鮮やかな車窓のあちら側とは異なり、車内は薄暗く、鬱蒼と茂った森のようでもあった。疎らな人影、赤黒いビロードの座席はいくつも空いていたが、私は車両の真ん中に立ち尽くしていた。

彼らが私に気づいたら、きっととても恐ろしいことが起こる、と思ったからだ。

座席に座る影たちは、常に揺らぐ真っ黒な陽炎、濃密な霧の塊をしていて、私の理解できない言語で何事か囁き合っていた。その話題は私に関するものではないことはわかる。

現在彼らが私に何もしてこないのは、私の存在が彼らはまだ悟られていないからだと直感していた。

初夏の鮮やかな景色。眩しい大河を切り取る車窓を横目に眺めながら、気づかれないように常に気を張り、息を詰め、次の駅で必ず降りようと心に決めた。緊張で息が苦しくなり、着ていた服の胸辺りをぎゅっと握った。

 

暗転。

 

気づくと、終着駅だった。

電車の中はがらんどう、窓ガラスは外側から何か衝撃を受けたあとのように車内に散らばり、少し身じろぎすれば怪我をしてしまいそうだった。陽炎たちは一匹たりとも居なくなっていた。

ふと足元を見ると、ミツマタの蛇が居た。
この世の光源の全てを吸収したかのような黒は、カミのようなものに映った。実際、私は蛇はじめ爬虫類の類に少しも愛らしさを見出せないが、夢に出てきた三つの頭を持つ蛇は、その漆黒さ故に傍にいるだけで不思議と心が安らいだ。

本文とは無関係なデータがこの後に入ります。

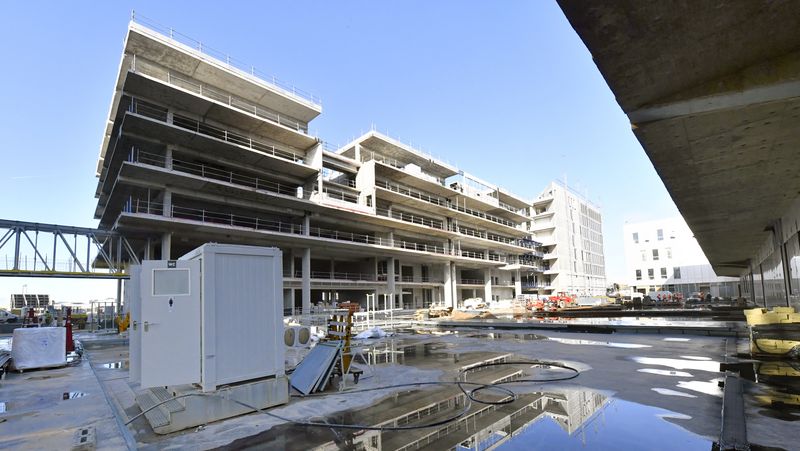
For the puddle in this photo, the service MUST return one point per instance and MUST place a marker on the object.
(711, 387)
(678, 364)
(72, 395)
(115, 365)
(668, 392)
(610, 344)
(664, 372)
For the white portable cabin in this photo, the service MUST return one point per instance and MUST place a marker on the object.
(213, 317)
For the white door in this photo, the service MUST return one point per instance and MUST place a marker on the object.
(133, 304)
(170, 322)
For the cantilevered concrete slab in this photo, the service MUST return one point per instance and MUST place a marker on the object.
(712, 90)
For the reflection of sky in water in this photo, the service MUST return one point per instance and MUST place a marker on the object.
(621, 425)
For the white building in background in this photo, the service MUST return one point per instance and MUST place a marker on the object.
(569, 228)
(664, 255)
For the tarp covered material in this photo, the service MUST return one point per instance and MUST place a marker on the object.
(312, 373)
(39, 347)
(375, 332)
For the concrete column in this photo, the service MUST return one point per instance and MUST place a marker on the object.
(487, 285)
(166, 245)
(449, 285)
(167, 210)
(306, 283)
(168, 158)
(390, 282)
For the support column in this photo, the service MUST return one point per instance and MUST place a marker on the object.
(449, 284)
(166, 246)
(390, 281)
(167, 208)
(487, 285)
(306, 284)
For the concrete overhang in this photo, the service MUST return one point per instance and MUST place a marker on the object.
(712, 91)
(137, 125)
(144, 42)
(138, 84)
(397, 150)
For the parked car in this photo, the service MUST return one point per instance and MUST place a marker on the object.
(8, 317)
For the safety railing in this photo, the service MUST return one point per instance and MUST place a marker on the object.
(212, 172)
(464, 281)
(223, 58)
(436, 200)
(152, 111)
(408, 217)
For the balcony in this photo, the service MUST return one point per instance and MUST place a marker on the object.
(158, 113)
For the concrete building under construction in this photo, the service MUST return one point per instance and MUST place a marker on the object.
(197, 150)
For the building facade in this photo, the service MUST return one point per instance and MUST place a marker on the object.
(196, 150)
(664, 255)
(570, 230)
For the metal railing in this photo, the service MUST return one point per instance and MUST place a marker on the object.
(408, 217)
(224, 59)
(152, 111)
(212, 172)
(436, 200)
(218, 95)
(464, 281)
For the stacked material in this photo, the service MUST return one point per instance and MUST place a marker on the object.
(775, 332)
(313, 373)
(39, 347)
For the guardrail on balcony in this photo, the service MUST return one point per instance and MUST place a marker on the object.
(159, 113)
(218, 95)
(440, 201)
(471, 282)
(212, 172)
(232, 219)
(225, 59)
(408, 217)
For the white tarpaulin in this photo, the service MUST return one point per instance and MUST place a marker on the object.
(39, 347)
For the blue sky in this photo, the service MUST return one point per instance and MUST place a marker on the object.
(508, 93)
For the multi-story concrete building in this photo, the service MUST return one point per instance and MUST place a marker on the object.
(197, 150)
(664, 255)
(570, 230)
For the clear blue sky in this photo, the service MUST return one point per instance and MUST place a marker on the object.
(508, 93)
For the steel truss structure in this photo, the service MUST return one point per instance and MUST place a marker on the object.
(106, 257)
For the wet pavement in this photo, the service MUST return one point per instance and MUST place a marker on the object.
(632, 392)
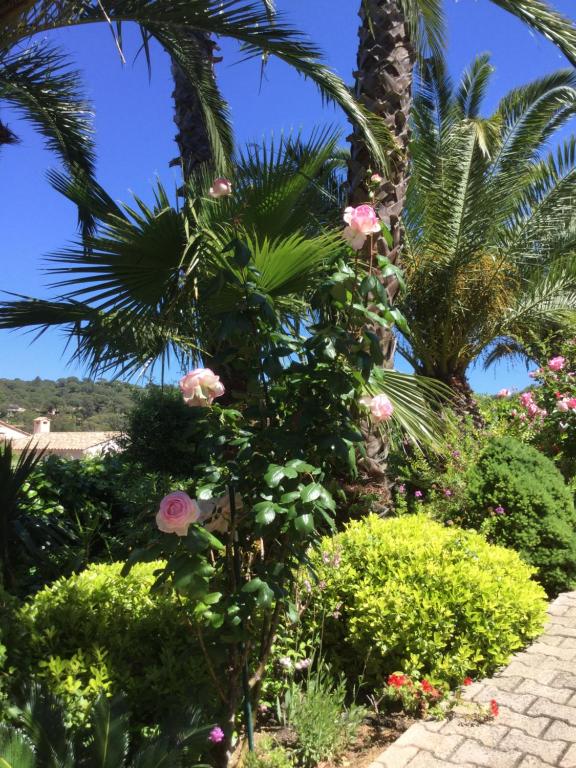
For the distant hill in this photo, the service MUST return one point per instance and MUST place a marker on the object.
(72, 404)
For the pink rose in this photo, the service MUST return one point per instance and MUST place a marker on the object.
(362, 221)
(380, 407)
(177, 512)
(221, 188)
(556, 363)
(200, 387)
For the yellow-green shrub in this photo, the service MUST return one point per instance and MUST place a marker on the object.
(99, 632)
(411, 595)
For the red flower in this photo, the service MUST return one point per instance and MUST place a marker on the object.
(398, 681)
(428, 688)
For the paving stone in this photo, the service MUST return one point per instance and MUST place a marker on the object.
(527, 671)
(534, 762)
(553, 710)
(559, 630)
(489, 734)
(545, 750)
(533, 726)
(395, 757)
(559, 695)
(564, 680)
(567, 654)
(569, 759)
(519, 702)
(442, 745)
(477, 754)
(426, 760)
(542, 661)
(506, 683)
(552, 639)
(536, 724)
(561, 730)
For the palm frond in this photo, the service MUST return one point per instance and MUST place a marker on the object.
(541, 16)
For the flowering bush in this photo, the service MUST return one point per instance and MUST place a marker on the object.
(412, 596)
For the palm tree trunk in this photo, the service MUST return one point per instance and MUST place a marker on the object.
(385, 65)
(192, 137)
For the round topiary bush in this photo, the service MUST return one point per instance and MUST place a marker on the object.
(98, 631)
(411, 595)
(518, 498)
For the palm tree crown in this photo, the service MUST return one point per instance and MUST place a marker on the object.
(490, 223)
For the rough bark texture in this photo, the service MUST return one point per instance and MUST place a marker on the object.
(192, 137)
(384, 85)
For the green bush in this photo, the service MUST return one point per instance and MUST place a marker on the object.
(98, 632)
(411, 595)
(538, 518)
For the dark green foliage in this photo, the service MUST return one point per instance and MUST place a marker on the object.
(99, 632)
(538, 521)
(78, 405)
(162, 433)
(411, 595)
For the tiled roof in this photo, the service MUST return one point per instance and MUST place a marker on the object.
(11, 426)
(65, 441)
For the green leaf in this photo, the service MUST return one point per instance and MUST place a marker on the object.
(274, 475)
(311, 492)
(304, 523)
(300, 466)
(265, 512)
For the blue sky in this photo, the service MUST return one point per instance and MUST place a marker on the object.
(135, 132)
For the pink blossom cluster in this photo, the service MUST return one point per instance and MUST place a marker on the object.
(362, 221)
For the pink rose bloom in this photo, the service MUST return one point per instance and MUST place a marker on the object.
(362, 221)
(200, 387)
(556, 363)
(221, 188)
(216, 735)
(380, 407)
(177, 512)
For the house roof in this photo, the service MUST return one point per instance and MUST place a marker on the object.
(12, 427)
(65, 441)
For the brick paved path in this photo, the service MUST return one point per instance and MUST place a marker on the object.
(536, 725)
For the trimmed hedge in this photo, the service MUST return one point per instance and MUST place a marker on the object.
(538, 518)
(411, 595)
(98, 631)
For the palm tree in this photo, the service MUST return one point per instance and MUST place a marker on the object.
(183, 28)
(393, 35)
(490, 222)
(153, 283)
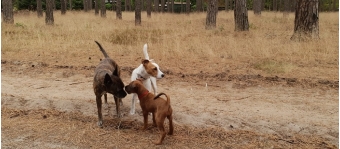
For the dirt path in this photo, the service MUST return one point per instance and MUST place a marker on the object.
(50, 109)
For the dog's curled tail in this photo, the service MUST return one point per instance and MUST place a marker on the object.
(167, 98)
(102, 49)
(145, 51)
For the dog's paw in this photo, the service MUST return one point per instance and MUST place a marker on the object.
(157, 142)
(132, 112)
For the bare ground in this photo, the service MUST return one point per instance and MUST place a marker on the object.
(53, 106)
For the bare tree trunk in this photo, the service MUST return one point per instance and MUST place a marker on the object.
(119, 10)
(257, 5)
(181, 6)
(96, 7)
(63, 6)
(156, 3)
(241, 16)
(138, 17)
(162, 5)
(306, 24)
(148, 8)
(275, 5)
(212, 9)
(7, 13)
(199, 5)
(286, 8)
(187, 6)
(70, 2)
(102, 9)
(226, 5)
(39, 9)
(49, 19)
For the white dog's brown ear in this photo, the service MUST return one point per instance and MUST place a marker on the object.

あのヒトモドキの陽炎などよりも、ずっと深い、すれ違わない同質の言語で対話ができる唯一の存在、という感じがした。

蛇が頭をもたげ、私に聞いた。

「本当にここで降りるのか」

実際は言葉ではなかった。意味として、意志として、蛇の問いが私の身体の中に抵抗なく入り優しく響いた感覚だった。

私も同様に送り返した。

「ありがとう。此処こそ、私の終着駅だ」

 

蛇が促すより先に振り替えれば、私の足元から車両の乗降口に向けて、散乱したガラスが除けられ歩ける一本の道ができていた。

私はためらわず、電車を降りた。二度と帰れないが、二度と帰る気は無かった。

 

終着駅は無人駅で、車両の端から先は線路も何も続いていない。
水無月の、清流がそのまま空気に溶け込んだような微かなときめきを感じる神秘的な空気が、小さく古い無人駅には満ちていた。

青いベンチと、二度と動くことは無いであろう錆の浮いた車両、木製の屋根。きっと外にはヒトも蛇も、私以外の生き物はひとつも居なくて、ただ青い田園風景と空が広がり、紫陽花が咲いているのだろうと思った。

 

 

そしてここで、目が覚めた。

今回想しても、うっとりするような私のための天国のような夢だった。
これを読んでいるあなたには、何か忘れられない夢はあるだろうか。

書き出してみると、自分の根底の欲望、本当に望ましい生が垣間見えておもしろいので、ぜひ文章にしてみてほしい。

 

 

 

ちなみに、私がこれを書こうと思ったのは精神安定のためだ。
色々な楽しい予定があって、8/17まで死ぬわけにはいかないので、今朝見た悪夢を払拭したかったのだ。

最近常に身体がだるく、パニック発作も起こりやすいため苦労しているので今日は昼過ぎまで寝ているつもりだったのだが、はっと目が覚めるといつか飲んだ大量の錠剤が枕元におびただしい数散乱していて、知らぬ間にすべて飲んでしまったのかと驚き震えが収まらなかった。

実際、それは夢であったわけだが、怯えたのちに枕元の幻覚の薬を漁り、「次の通院の日までの眠剤があるから大丈夫か」と安心した自分が居たことが崩壊のはじまりのようで一番恐ろしかった。